Pharmacy benefits: 3 questions to ask to reduce plan costs

Asking these three questions about your pharmacy benefits plan can lead to bigger savings and a better member experience.

prescryptive logo By: Prescryptive Health

Manufacturer rebates play a major cost-saving role in a well-designed pharmacy benefits plan. But too much focus on driving those rebates can distract from the bigger goal: Reducing overall net plan costs.

A plan that bolsters your bottom line and provides the prescription benefits members want and need requires a balanced review of plan design, rebate transparency, and overall cost. But how do you shift the attention typically given to rebate savings and put the spotlight on reducing net plan costs?

By asking questions that change the conversation.

Here are three critical questions to ask about your plan. The answers can help lead you down a path to bigger savings and a better member experience. (And maybe even help you find a better PBM.)

This question helps uncover if the PBM is driving medication utilization toward the most cost-effective solutions or those with the highest rebates. Many medications have similar high-quality, clinically effective, nearly identical equivalents available at lower costs.
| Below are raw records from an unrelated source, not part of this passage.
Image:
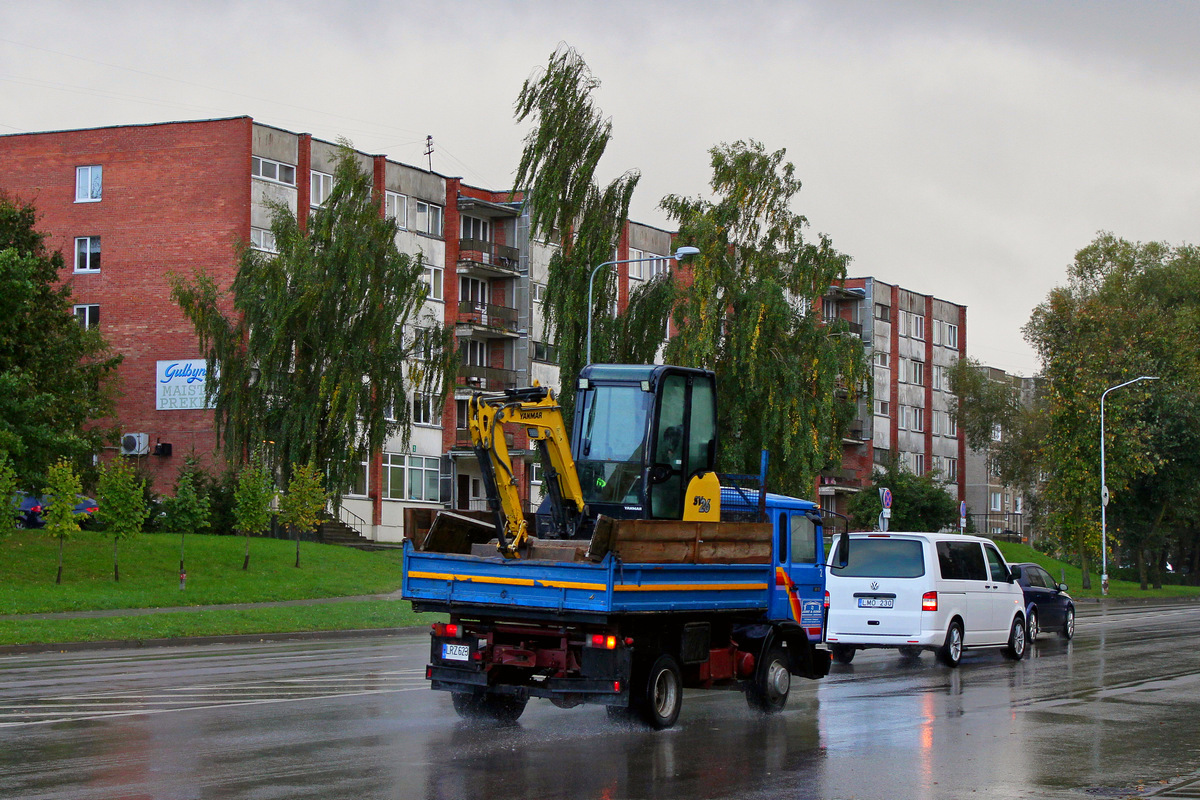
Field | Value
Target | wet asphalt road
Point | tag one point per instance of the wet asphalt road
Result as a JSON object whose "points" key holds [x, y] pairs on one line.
{"points": [[1116, 713]]}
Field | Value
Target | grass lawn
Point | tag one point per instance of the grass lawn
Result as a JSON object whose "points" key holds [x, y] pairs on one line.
{"points": [[1074, 579]]}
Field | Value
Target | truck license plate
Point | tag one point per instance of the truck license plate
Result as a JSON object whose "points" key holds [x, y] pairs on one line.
{"points": [[455, 653]]}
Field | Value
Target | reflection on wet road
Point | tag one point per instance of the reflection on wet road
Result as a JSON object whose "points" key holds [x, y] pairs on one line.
{"points": [[1110, 714]]}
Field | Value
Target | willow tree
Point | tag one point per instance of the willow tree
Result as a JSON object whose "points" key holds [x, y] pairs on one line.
{"points": [[324, 336], [558, 179], [790, 383]]}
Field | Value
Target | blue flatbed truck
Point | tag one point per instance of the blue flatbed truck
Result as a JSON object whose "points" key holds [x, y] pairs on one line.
{"points": [[630, 618]]}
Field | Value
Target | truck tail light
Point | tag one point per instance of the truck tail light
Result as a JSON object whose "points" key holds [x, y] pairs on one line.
{"points": [[448, 629]]}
PBMs often place drugs on a lower tier of the formulary based on the negotiated rebates from pharma manufacturers. This impacts drug utilization. Is your PBM incentivized to promote higher rebated drugs that end up costing you more?

As consumers, we should be asking ourselves questions like we would in any retail setting, such as: “Would I rather get $40 back after spending $100 or would I rather pay the full price and have my total expense be $15?

By taking time to investigate and inquire, you can shift the cost conversation and reach your benefits-spend goals. Your employees, and your bottom line, will appreciate the extra efforts.

Looking for a new PBM? See 5 ways to supercharge your search.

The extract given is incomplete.